Maybe the primary didn’t absolutely need recoating, but I was determined to do this resurrection right, and sent the primary off to Spectrum Coatings (a fave of amateurs in this part of the country) to receive their top-of-the line “Max R” treatment. I also ordered a new secondary and secondary holder. The original was not bad, mind you, but at 2.6-inches it was way too large (Meade liked to combine big secondaries and tall focusers in those days). A smaller mirror with a better coating from Astrosystems seemed like the way to go. I also ordered a secondary heater as I remembered getting awful tired of dew-zapping the secondary on humid Gulf Coast nights. Finally, I replaced the old Meade finder with one of Orion’s right-angle-correct-image models. The scope already had a Telrad mount, and the focuser, a JMI DX3, still seemed fine to me. That left only one thing. A computer.

I was conflicted. I didn’t want to go back to a Telrad and Sky Atlas 2000, but the Tangent digital setting circles I’d used over the years had left me way unimpressed. Move the scope to a 90 degree attitude. Be precise. Do your alignment stars. Observe the “warp factor” (misalignment figure) on the computer. Too big (nearly always was)? Start over. Accuracy? Maybe half-a-degree. If you're lucky. Pat came to the rescue again with the suggestion that I try the Sky Commander DSCs. He guaranteed I’d like this push-to setup. It (he said) had none of the aggravations of the other guys. Somewhat reluctantly, I ponied-up for a Sky Commander. What else could I do?

Last night, we put it all together at Pat’s Stargate Observatory. Oh, there was a little cut and fit involved, but mostly everything went on easily. Talk about guilty pleasure; as I got started with the “new” scope, I found I wasn’t missing my CATs at all. Well, not much, anyway. The images were at least as good as I remembered them ever being in this scope. Quite comparable to what I see in a C14. I suppose they are actually considerably better than they used to be, what with the better primary coating and the smaller secondary. That’s not what impressed me, however. What did that was the Sky Commander. I will never ever make fun of “push-to” again.

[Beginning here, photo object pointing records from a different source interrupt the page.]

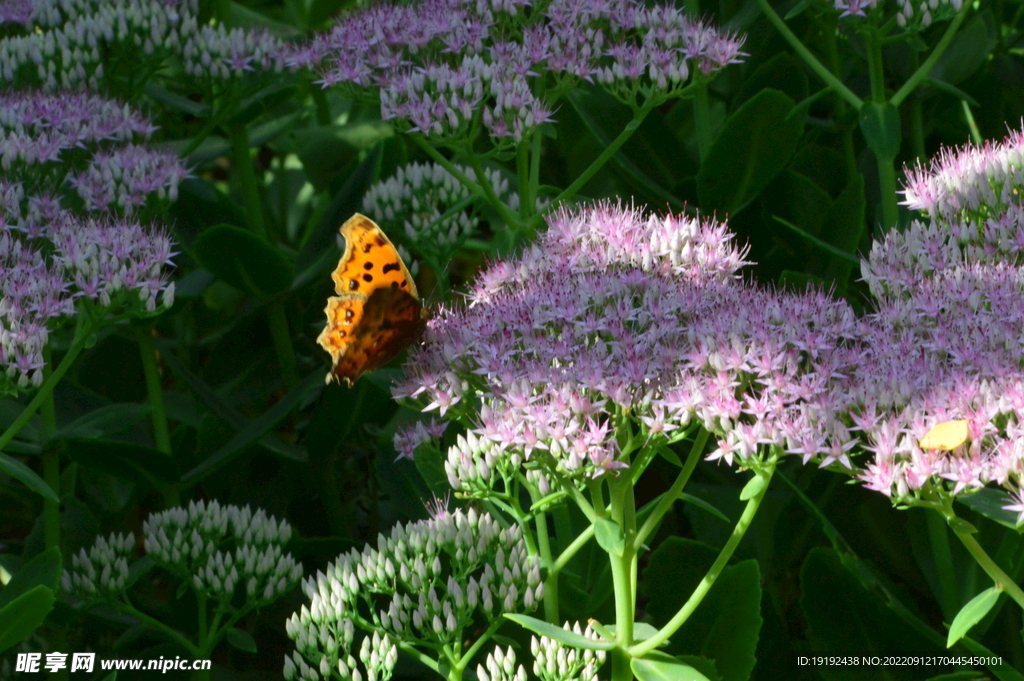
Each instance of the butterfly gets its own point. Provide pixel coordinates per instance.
(377, 312)
(946, 436)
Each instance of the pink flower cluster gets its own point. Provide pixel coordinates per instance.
(66, 42)
(946, 339)
(51, 256)
(613, 316)
(437, 62)
(613, 312)
(41, 128)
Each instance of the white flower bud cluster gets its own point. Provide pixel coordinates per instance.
(378, 654)
(187, 543)
(426, 584)
(418, 195)
(500, 666)
(102, 571)
(67, 47)
(554, 661)
(471, 464)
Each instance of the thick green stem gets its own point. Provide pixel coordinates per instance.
(51, 461)
(673, 494)
(485, 193)
(887, 186)
(701, 112)
(623, 569)
(638, 117)
(830, 80)
(283, 343)
(155, 395)
(701, 120)
(82, 334)
(551, 581)
(247, 178)
(418, 654)
(565, 556)
(944, 568)
(966, 536)
(876, 70)
(535, 171)
(642, 648)
(522, 170)
(189, 647)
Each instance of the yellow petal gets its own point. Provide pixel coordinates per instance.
(945, 436)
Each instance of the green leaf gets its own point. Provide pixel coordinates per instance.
(223, 411)
(753, 146)
(609, 536)
(254, 430)
(881, 126)
(846, 218)
(969, 49)
(265, 100)
(814, 241)
(962, 526)
(241, 258)
(972, 613)
(585, 105)
(663, 667)
(753, 487)
(107, 420)
(23, 615)
(135, 463)
(557, 633)
(43, 570)
(1003, 671)
(176, 101)
(989, 503)
(843, 614)
(242, 640)
(321, 11)
(725, 627)
(27, 476)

Not when a Sky Commander is involved.

After a little fumbling I found the button pushes required to perform an alignment and to select objects to be intuitive (unlike the button-mashing horror of the Tangent boxes). Most importantly, though, the Sky Commander was right on. All the time. It never missed an object in a 16mm eyepiece, and almost all targets were in the field of a 7mm. What makes this amazing was that I’d done the alignment in my typical laissez faire Uncle Rod fashion. You know, “Yeah, that looks centered. Good enough for Government Work, I reckon.” Look for a complete review of the Sky Commander soon.

So the StarFinder has been gloriously returned to life. Question is, “Will I continue to use her?” I wish I could say “yes.” I think I will. I hope so. She is a sweet telescope with, as I said, a lot of memories. Thing is, though, I’m getting started with DSLR imaging. And I’ll soon have that new Powerswitch with the built in filter selector. I’ve got Nexremote working again. Don’t want to let the Stellacam sit unused either. Frankly, it looks like it will be a CAT summer. Again.

I promise y’all, I will occasionally play Dob Guy and treat the good, old StarFinder to the starlight she so richly deserves, but she will just have to wait her turn. CATs still rule ‘round here.